Flames raged inside her head, but Una bit her tongue and struggled to suppress them.
“You promised you’d return,” she whispered.
“If I did, I shouldn’t have. I should have known my obligations would keep me here.”
“And her?”
Lionheart lowered his head, trying to look her in the eyes, but she turned away. “I am going to marry her, Una. I had no right to say any of those things I said to you. I am ashamed of any implications I made.
They were foolish, thoughtless – ”
“Which gives you the right to unmake them now?”
The sun disappeared behind a cloud, casting the world below into shadows. But Una’s world burned red.
“You asked me to trust you.”
“I take it back!” he cried, flinging up his hands. “Things change, Una. People change. Can’t you get that into your head? My promises to her are good, unlike any I might have made to you. I made them after winning back my kingdom, under my true name, not in disguise as a . . . as a Fool. As a lackey cleaning the dirty floors of those who should have been my peers! I am not ashamed of any promises I have made to her.”
Una stepped back as though struck. “You are ashamed of those you made to me?”
“Una – ”
“You are ashamed of me?”
“Don’t put words in my mouth!” he barked. “I am ashamed of that whole period of my life, that degrading, despicable – ”
“You never fought the Dragon,” Una said and gasped suddenly.
He shook his head. “No, I didn’t, and there’s no shame in that either. I must do what’s best for my kingdom. That includes not being devoured by monsters. Can you understand that? My people need me alive, not roasted.”
Fire flickered in her throat. “You never fought the Dragon.”
He spoke through clenched teeth. “I told you, Una, sometimes plans change. I’m sorry, but – ”
“I’m sorry?”
“Is that a question?”
“I suppose so. I’m trying it out for size. Usually I find that ‘sorry’ isn’t enough, so I don’t often bother with it anymore. . . .”
“It isn’t enough,” she whispered.
He shook his head, exasperated. “I can’t help that.”
“You never fought the Dragon.”
“No, and I won’t.”
“You never fought – ”
She swung her scale-covered arm at him, swiping with curved claws. He cried out and dodged aside, knocking her arm away, and she staggered forward on the bridge, bent double. The flames inside her burst through.
Lionheart shouted and fell flat, then pushed himself back on his hands and elbows as a pair of black wings rose and overshadowed him. “Una!” he shouted.
A dragon head reared up, roaring in pain and anger. Eyes like lava turned on him, and the gaze burned.
“You never fought the Dragon,” the monster spoke, and smoke rolled from her tongue. “Will you fight me now? Will you kill me?”
He lay paralyzed in her shadow, a dry scream trapped in his chest.
She leaned in, her fiery eyes threatening to engulf him, to burn him to embers. But her voice wavered. “Won’t you try, my prince?”
He covered his face with his arms, turned, and tried to crawl away. She placed a great claw on his back and pushed him to the ground. The bridge creaked and groaned. “You killed him,” she growled. “You killed my Leonard, Prince Lionheart, killed him as cruel as murder. But you won’t fight the Dragon. Coward!”

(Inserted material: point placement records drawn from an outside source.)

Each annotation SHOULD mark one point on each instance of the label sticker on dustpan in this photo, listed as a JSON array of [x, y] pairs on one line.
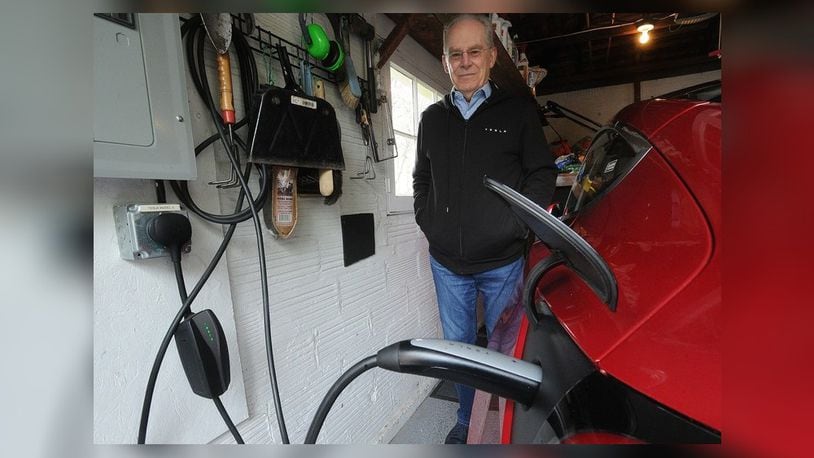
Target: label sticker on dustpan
[[303, 102]]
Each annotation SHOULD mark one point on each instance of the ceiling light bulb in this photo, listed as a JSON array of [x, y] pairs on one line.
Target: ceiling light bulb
[[645, 29]]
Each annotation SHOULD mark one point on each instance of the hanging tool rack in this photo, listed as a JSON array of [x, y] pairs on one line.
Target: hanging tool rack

She felt his stiff body relax under her claw in hopeless certainty of death. She opened her mouth and felt the flames building inside to bellow forth and consume him.
Una! Where are you?
Behind the roaring of her fire, she heard a voice, small and silver.
A thrush song.
Una, I’m coming for you.
Wait for me.
She raised her head and let the flame burst out and burn the sky. Then her great wings opened and carried her up and up, into the deepening twilight.
Lionheart rolled over and lay upon the bridge, gasping, unable to make his lungs draw a complete breath, gazing up into the empty sky.
28
Felix walked from his bed on unsteady feet across the white stone floor to stand at the edge of his chamber. It was open to the outside world, high upon a great mountain, and looked out across a landscape altogether foreign to him.